The pros of this lifestyle for us, are:
- Knowing how little “stuff” it takes to be happy and fulfilled.
- We both still work full time and run a complex business while we’re on the road. You can be as productive or more productive working from the road than you can stuck in some office or cubicle somewhere.
- You learn to be more respectful and efficient with resources (water, power, etc.).
- It makes you more confident and self-reliant having to do more things for yourself, compared to living in a stationary home where more services and things are brought TO you.
- Experiencing so many climates and cultures and ways of living makes you a more open and worldly person.
- Living for long periods of time in such a small space with your partner forces you to advance the quality of your communication, and therefore, your relationship. You can’t live and work 24 hours a day, seven days a week for months with somebody in 188 square feet without a fairly well-evolved relationship!
What’s the hardest thing about living on the road?
Probably the hardest thing is dealing with things that require a static address. Having things shipped to you, checking your regular mail...those are super annoying to deal with while living on the road (or water).
What's the best trip you've been on?
In August 2012 we left Portland and headed for Colorado on what we’d planned to be a three week trip. We ended up in Key West, Florida and didn’t come back home until mid-December, four months later. We left with flip-flops and t-shirts (because it was 90 degrees everywhere we were going to be in August) and eventually (in Kentucky in November) had to buy sweaters, jackets and boots. We were delayed coming home over the passes in Montana in December by blizzard conditions. It was fabulous.
Where's your favorite place(s) to camp?
Dry camping and boondocking sites in scenic places (ocean, mountain, desert) where you’re closer to nature and further from crowds and man-made facilities. If we wanted a ping pong table and a convenient washing machine, we’d be at home.
What’s the most important tip you can provide to someone that wants to own an Airstream? (Dreamer)
Don’t be afraid to go after what you want. Keep a good attitude. Don’t let fear hold you back from learning and experiencing new things.
What are the top three places you want to go that you haven’t been?
The Northeast, Nova Scotia, Alaska (by Airstream...we have already been by plane and by boat).
What are your must haves for your Airstream?
Bigger-than-stock batteries, a generator or solar panels, some kind of good-quality internet connectivity (since we run a business from the road), a capable tow vehicle with a good hitch, a well-equipped kitchen and comfortable interior accessories.

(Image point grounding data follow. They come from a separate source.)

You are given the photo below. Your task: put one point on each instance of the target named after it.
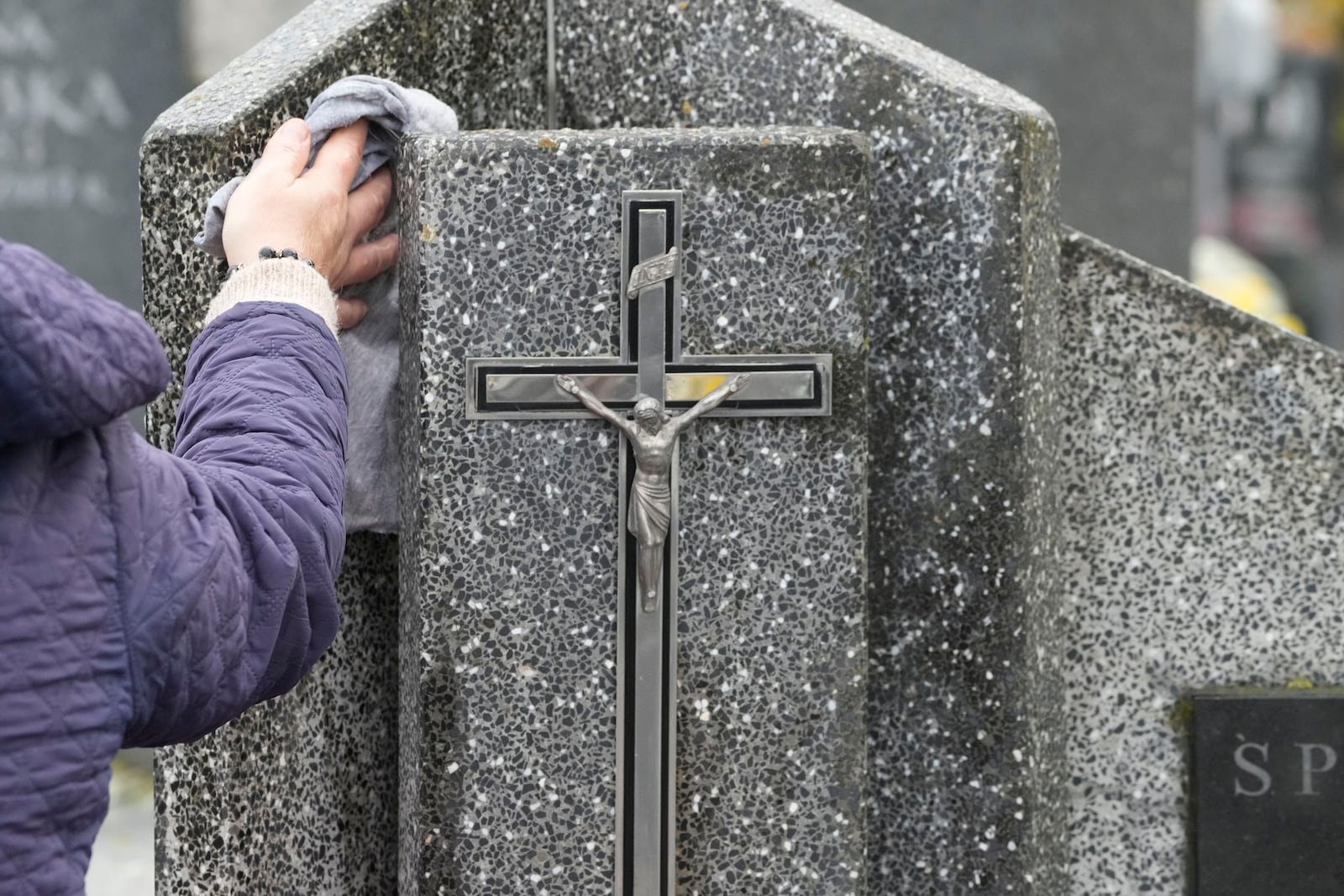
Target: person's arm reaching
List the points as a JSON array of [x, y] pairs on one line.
[[228, 593]]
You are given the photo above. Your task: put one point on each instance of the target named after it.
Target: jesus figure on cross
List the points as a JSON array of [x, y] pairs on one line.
[[652, 437]]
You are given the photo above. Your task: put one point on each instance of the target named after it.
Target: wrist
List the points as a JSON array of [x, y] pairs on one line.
[[277, 280]]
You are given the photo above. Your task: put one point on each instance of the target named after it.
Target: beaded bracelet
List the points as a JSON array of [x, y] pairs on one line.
[[266, 253]]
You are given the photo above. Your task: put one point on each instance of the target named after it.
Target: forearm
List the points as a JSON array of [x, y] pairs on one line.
[[265, 396]]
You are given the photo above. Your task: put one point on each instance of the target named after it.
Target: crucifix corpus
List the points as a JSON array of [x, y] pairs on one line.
[[649, 380]]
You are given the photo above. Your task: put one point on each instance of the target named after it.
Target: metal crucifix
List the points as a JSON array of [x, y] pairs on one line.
[[648, 380]]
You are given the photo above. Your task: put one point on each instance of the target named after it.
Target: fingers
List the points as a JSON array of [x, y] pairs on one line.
[[286, 150], [339, 157], [349, 312], [367, 204], [369, 259]]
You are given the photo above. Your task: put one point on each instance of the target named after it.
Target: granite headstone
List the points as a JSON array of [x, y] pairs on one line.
[[1269, 792], [80, 83], [1119, 78]]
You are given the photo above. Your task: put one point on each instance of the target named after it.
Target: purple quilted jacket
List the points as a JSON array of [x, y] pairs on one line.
[[147, 598]]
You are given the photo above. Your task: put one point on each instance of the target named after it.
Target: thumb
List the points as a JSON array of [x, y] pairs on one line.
[[286, 150]]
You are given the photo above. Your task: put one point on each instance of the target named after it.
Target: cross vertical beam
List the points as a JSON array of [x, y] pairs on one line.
[[648, 768]]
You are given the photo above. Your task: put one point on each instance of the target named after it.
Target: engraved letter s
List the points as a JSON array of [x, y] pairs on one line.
[[1247, 765]]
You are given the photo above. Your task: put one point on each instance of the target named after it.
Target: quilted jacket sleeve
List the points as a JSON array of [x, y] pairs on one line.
[[232, 594]]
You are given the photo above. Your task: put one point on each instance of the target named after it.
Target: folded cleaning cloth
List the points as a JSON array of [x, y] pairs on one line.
[[373, 466]]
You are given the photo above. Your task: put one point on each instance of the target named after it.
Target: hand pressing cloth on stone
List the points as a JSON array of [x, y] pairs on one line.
[[371, 351]]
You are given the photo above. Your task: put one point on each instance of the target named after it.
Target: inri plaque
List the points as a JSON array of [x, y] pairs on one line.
[[1269, 793]]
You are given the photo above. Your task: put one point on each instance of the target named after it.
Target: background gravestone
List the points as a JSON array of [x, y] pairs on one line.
[[80, 83], [1119, 78]]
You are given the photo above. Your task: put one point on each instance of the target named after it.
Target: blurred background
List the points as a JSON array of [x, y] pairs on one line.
[[1205, 136]]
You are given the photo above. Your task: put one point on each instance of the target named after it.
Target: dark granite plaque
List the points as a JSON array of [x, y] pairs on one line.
[[80, 83], [1269, 793]]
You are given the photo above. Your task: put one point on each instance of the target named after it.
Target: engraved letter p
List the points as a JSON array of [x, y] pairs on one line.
[[1328, 759]]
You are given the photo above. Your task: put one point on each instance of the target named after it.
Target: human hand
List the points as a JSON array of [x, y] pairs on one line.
[[313, 212]]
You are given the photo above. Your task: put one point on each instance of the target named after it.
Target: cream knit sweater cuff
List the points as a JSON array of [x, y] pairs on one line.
[[277, 280]]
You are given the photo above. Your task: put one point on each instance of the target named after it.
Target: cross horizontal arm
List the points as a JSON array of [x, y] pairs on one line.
[[524, 389]]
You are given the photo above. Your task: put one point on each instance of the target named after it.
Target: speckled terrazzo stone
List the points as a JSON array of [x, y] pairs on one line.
[[508, 681], [300, 795], [965, 228], [1194, 461]]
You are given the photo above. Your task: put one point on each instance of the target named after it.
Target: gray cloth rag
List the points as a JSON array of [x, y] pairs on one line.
[[373, 466]]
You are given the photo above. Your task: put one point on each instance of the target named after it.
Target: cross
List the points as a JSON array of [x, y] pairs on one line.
[[651, 365]]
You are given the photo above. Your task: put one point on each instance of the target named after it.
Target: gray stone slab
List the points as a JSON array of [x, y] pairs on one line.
[[296, 797], [1119, 78], [80, 82], [1189, 459], [508, 681], [965, 235]]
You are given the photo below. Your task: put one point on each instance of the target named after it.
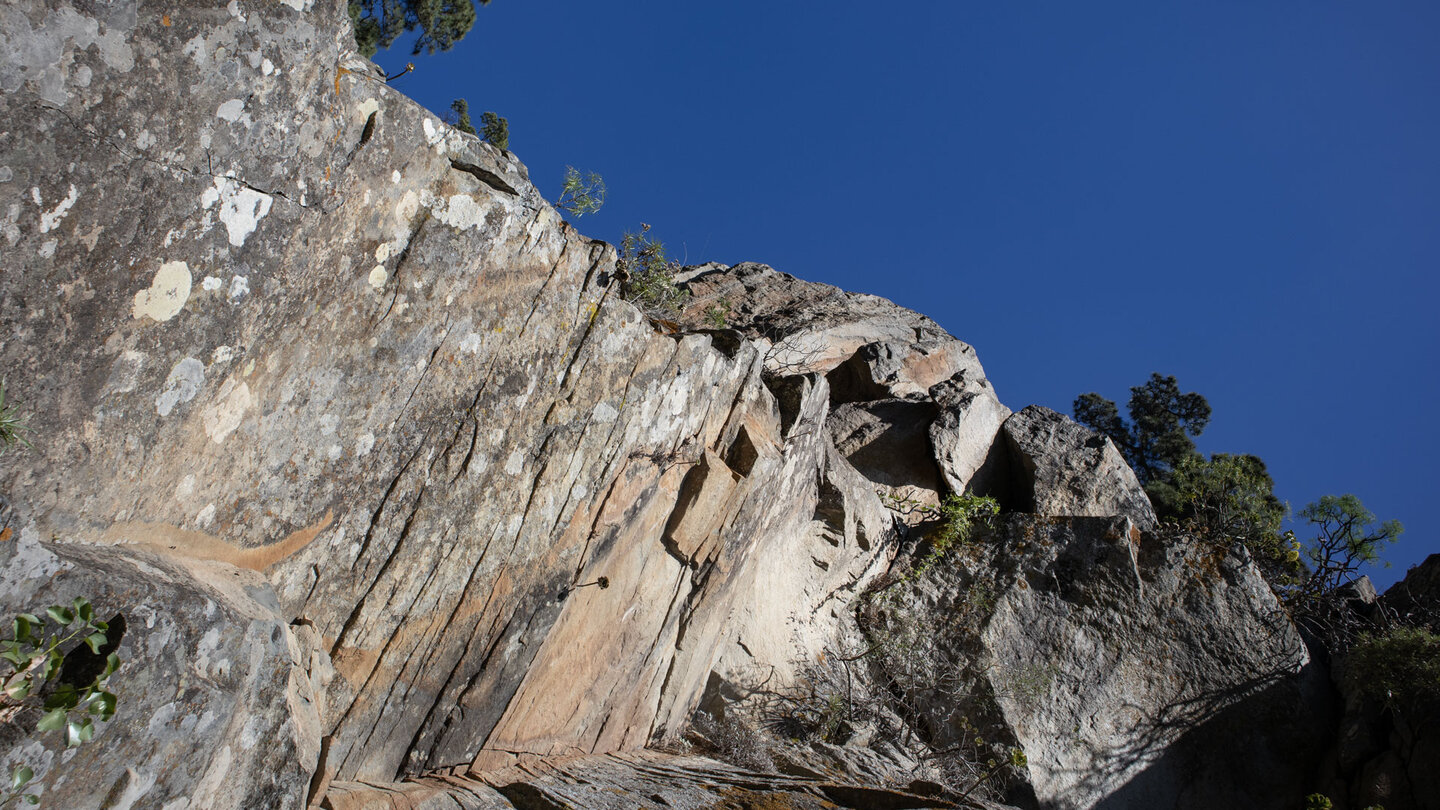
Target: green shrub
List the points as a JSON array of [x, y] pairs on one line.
[[460, 117], [648, 276], [581, 195], [35, 657], [494, 130], [1400, 668], [12, 425]]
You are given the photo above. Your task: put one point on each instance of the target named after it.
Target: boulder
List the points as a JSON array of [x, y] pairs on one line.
[[1134, 670], [216, 693]]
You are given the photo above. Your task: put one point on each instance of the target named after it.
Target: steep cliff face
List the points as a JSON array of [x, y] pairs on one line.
[[389, 480]]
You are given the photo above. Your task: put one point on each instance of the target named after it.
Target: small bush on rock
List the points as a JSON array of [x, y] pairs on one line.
[[1400, 668], [648, 276]]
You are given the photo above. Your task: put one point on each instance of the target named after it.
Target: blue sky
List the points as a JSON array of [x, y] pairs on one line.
[[1244, 195]]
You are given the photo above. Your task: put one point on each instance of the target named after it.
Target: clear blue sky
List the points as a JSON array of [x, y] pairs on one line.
[[1240, 193]]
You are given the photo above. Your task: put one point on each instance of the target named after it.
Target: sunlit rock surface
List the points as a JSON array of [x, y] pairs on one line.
[[398, 493]]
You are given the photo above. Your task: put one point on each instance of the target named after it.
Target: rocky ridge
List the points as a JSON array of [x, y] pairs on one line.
[[350, 427]]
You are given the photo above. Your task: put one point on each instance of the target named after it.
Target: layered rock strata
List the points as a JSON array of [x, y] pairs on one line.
[[390, 483]]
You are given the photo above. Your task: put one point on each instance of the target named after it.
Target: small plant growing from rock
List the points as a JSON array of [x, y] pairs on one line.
[[12, 424], [494, 130], [648, 276], [1400, 668], [39, 679], [581, 195], [717, 314], [460, 117]]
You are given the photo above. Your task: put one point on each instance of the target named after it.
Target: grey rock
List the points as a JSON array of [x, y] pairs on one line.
[[1134, 672], [1067, 470], [215, 693]]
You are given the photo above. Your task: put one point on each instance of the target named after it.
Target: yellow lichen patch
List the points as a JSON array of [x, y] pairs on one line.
[[167, 293], [174, 541]]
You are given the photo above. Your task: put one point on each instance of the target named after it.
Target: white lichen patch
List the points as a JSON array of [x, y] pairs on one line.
[[516, 463], [241, 208], [166, 296], [432, 136], [228, 411], [239, 287], [186, 379], [461, 212], [51, 219]]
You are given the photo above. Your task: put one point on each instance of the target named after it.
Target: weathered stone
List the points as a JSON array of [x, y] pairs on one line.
[[1134, 673], [215, 699], [622, 781], [817, 327], [965, 435], [331, 385], [1067, 470]]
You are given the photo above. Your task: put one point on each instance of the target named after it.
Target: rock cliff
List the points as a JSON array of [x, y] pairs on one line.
[[405, 506]]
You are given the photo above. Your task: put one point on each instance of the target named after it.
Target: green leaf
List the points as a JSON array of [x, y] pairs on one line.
[[78, 732], [104, 705], [52, 665], [52, 721], [22, 629]]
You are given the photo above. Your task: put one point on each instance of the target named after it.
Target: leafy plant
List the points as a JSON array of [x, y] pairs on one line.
[[38, 679], [1400, 668], [494, 130], [1158, 437], [648, 276], [717, 314], [378, 23], [581, 195], [12, 424], [1350, 536], [1230, 499], [460, 116]]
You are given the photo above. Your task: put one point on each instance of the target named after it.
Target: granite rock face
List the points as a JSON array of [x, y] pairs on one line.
[[388, 477]]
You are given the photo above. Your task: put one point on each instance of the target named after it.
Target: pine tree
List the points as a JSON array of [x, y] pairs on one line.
[[378, 23]]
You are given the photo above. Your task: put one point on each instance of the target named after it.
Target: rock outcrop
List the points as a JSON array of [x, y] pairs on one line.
[[406, 506]]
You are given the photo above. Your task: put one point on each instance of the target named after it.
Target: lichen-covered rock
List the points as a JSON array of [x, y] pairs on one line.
[[1134, 670], [215, 693], [1067, 470], [886, 350], [331, 385]]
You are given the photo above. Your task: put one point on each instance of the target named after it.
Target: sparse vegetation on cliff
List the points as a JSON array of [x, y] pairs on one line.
[[45, 679], [648, 276]]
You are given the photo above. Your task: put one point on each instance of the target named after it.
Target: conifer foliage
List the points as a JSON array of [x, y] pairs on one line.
[[378, 23]]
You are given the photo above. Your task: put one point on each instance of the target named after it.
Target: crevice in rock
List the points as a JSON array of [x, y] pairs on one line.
[[484, 176]]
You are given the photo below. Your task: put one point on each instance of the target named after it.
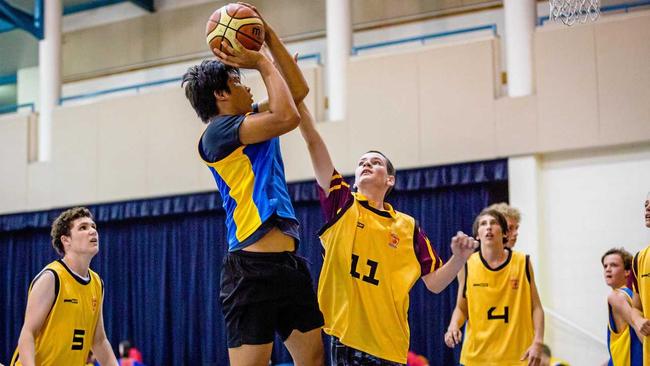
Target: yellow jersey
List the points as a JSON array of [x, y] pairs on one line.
[[372, 260], [641, 285], [625, 348], [69, 329], [500, 323]]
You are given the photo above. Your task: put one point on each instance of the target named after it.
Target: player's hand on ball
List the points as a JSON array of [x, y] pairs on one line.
[[463, 245], [453, 337], [239, 57], [533, 354]]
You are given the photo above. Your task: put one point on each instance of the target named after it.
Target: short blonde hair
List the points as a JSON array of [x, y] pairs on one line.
[[506, 210]]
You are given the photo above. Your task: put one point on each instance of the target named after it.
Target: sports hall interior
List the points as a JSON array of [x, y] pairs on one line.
[[426, 82]]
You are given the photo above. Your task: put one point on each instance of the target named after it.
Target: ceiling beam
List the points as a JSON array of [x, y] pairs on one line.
[[11, 16]]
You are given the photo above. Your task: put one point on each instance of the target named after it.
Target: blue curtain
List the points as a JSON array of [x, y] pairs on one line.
[[160, 261]]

What is your favorite motto or quote?
What is your greatest regret?
No regrets. Not one.
What is your idea of perfect happiness?
Having the time and resources to explore and experience the vast treasures the world has to offer, and having a challenging and rewarding vocation that is part of that spirit of adventure, rather than one that takes from it.
What are your most treasured possessions?
Our boat, our Airstream and our airplane (all the things that allow us to go places, of course!).
What are your favorite qualities in a person?
Kindness. Open mindedness. Intelligence. Sense of humor.
What are your favorite Airstream Brands products?
The Navy Wander t-shirt is pretty great!
The logo stainless steel pint glasses are cute.